Profile Generated CUDA MEX Functions Using Performance Analyzer
This example shows how to profile generated CUDA® MEX files by using the GPU Performance Analyzer. For more information on the MATLAB® code that this example uses, see Fog Rectification.
Third-Party Prerequisites
- CUDA enabled NVIDIA® GPU and compatible driver. 
Verify GPU Environment
To verify that the compilers and libraries necessary for running this example are set up correctly, use the coder.checkGpuInstall function.
envCfg = coder.gpuEnvConfig('host');
envCfg.BasicCodegen = 1;
envCfg.Quiet = 1;
coder.checkGpuInstall(envCfg);Define Entry-Point Function
Define the entry-point function fog_rectification that take a foggy image as input and returns a defogged image.
type fog_rectification.mfunction [out] = fog_rectification(input) %#codegen
%
%   Copyright 2017-2023 The MathWorks, Inc.
coder.gpu.kernelfun;
% restoreOut is used to store the output of restoration
restoreOut = zeros(size(input),"double");
% Changing the precision level of input image to double
input = double(input)./255;
%% Dark channel Estimation from input
darkChannel = min(input,[],3);
% diff_im is used as input and output variable for anisotropic 
% diffusion
diff_im = 0.9*darkChannel;
num_iter = 3;
% 2D convolution mask for Anisotropic diffusion
hN = [0.0625 0.1250 0.0625; 0.1250 0.2500 0.1250;
 0.0625 0.1250 0.0625];
hN = double(hN);
%% Refine dark channel using Anisotropic diffusion.
for t = 1:num_iter
    diff_im = conv2(diff_im,hN,"same");
end
%% Reduction with min
diff_im = min(darkChannel,diff_im);
diff_im = 0.6*diff_im ;
%% Parallel element-wise math to compute
%  Restoration with inverse Koschmieder's law
factor = 1.0./(1.0-(diff_im));
restoreOut(:,:,1) = (input(:,:,1)-diff_im).*factor;
restoreOut(:,:,2) = (input(:,:,2)-diff_im).*factor;
restoreOut(:,:,3) = (input(:,:,3)-diff_im).*factor;
restoreOut = uint8(255.*restoreOut);
%%
% Stretching performs the histogram stretching of the image.
% im is the input color image and p is cdf limit.
% out is the contrast stretched image and cdf is the cumulative
% prob. density function and T is the stretching function.
% RGB to grayscale conversion
im_gray = im2gray(restoreOut);
[row,col] = size(im_gray);
% histogram calculation
[count,~] = imhist(im_gray);
prob = count'/(row*col);
% cumulative Sum calculation
cdf = cumsum(prob(:));
% Utilize gpucoder.reduce to find less than particular probability.

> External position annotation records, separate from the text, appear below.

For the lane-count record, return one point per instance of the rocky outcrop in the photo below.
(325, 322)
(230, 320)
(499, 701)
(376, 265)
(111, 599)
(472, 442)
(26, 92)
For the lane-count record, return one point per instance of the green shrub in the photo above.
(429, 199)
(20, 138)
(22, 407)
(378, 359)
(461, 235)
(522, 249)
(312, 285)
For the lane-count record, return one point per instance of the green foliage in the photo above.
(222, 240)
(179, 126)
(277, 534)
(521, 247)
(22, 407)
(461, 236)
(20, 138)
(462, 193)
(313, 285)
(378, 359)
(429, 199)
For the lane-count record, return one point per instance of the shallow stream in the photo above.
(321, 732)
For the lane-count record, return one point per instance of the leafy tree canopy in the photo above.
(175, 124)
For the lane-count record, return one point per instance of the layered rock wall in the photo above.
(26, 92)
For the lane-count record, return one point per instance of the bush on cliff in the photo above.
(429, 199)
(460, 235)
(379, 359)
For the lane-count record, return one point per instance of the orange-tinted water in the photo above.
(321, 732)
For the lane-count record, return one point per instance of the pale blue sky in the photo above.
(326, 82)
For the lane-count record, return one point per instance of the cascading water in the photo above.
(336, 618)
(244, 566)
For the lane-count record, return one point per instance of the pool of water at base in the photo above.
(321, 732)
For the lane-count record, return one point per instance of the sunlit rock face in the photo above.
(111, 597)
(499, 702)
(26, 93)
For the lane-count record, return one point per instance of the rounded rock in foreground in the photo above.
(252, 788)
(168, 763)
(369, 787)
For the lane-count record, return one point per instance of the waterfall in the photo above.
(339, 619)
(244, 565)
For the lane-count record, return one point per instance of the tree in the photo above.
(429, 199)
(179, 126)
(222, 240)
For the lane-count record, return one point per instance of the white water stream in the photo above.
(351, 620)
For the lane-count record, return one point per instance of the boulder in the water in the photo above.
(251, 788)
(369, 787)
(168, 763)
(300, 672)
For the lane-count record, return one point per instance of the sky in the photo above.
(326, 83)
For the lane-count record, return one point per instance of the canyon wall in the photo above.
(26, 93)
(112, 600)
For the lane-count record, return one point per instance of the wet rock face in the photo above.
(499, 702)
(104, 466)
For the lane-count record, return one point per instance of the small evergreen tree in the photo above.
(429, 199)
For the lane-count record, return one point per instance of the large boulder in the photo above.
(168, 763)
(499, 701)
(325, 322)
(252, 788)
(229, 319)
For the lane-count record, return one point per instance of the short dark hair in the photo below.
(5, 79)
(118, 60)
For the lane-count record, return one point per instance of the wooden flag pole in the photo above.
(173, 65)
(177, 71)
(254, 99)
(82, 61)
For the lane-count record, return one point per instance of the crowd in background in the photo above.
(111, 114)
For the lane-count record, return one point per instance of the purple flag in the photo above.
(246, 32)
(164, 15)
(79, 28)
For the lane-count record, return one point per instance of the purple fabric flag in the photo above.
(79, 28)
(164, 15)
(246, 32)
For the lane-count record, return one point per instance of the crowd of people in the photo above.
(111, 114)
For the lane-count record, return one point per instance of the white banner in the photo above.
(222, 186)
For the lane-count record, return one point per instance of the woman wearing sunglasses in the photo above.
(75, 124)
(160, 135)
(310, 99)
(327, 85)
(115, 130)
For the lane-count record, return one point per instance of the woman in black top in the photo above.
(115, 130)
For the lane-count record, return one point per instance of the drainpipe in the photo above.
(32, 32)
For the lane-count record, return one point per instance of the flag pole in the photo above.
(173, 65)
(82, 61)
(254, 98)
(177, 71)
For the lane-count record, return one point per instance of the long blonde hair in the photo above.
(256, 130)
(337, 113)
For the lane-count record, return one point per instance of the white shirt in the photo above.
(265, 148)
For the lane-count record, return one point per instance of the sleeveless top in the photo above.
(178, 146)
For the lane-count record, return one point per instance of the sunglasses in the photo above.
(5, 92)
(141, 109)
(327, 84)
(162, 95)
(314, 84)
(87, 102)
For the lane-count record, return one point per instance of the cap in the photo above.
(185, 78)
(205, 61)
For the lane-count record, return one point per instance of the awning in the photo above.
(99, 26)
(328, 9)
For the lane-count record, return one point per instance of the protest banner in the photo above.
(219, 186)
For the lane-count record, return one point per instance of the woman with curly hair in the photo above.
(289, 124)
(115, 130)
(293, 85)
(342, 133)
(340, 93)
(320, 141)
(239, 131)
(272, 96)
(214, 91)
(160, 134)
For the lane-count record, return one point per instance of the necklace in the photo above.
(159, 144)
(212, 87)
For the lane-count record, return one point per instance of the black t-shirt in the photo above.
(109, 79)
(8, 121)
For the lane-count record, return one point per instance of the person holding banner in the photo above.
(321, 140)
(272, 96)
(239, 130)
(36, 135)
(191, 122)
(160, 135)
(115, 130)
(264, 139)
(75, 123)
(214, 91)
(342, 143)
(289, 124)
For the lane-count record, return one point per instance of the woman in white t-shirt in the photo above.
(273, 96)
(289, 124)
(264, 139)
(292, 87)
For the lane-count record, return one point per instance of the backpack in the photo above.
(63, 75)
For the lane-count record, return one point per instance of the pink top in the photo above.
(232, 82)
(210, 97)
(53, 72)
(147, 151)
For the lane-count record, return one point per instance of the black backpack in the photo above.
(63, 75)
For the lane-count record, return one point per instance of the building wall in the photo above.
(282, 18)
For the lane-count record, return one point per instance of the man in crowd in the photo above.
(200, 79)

% This is equal to "i1 = length(find(cdf <= (p/100)));", but is 
% more GPU friendly.
% lessThanP is the preprocess function that returns 1 if the input
% value from cdf is less than the defined threshold and returns 0 
% otherwise. gpucoder.reduce then sums up the returned values to get 
% the final count.
i1 = gpucoder.reduce(cdf,@plus,"preprocess", @lessThanP);
i2 = 255 - gpucoder.reduce(cdf,@plus,"preprocess", @greaterThanP);
o1 = floor(255*.10);
o2 = floor(255*.90);
t1 = (o1/i1)*[0:i1];
t2 = (((o2-o1)/(i2-i1))*[i1+1:i2])-(((o2-o1)/(i2-i1))*i1)+o1;
t3 = (((255-o2)/(255-i2))*[i2+1:255])-(((255-o2)/(255-i2))*i2)+o2;
T = (floor([t1 t2 t3]));
restoreOut(restoreOut == 0) = 1;
u1 = (restoreOut(:,:,1));
u2 = (restoreOut(:,:,2));
u3 = (restoreOut(:,:,3));
% replacing the value from look up table
out1 = T(u1);
out2 = T(u2);
out3 = T(u3);
out = zeros([size(out1),3], "uint8");
out(:,:,1) = uint8(out1);
out(:,:,2) = uint8(out2);
out(:,:,3) = uint8(out3);
end
function out = lessThanP(input)
p = 5/100;
out = uint32(0);
if input <= p
    out = uint32(1);
end
end
function out = greaterThanP(input)
p = 5/100;
out = uint32(0);
if input >= 1 - p
    out = uint32(1);
end
end
Approach 1: Generate and Profile MEX without Instrumentation
Generate a CUDA MEX for the fog_rectification function by running the codegen command. Do not supply any additional options to the codegen command other than -config and -args. The generated code does not contain profiling instrumentation.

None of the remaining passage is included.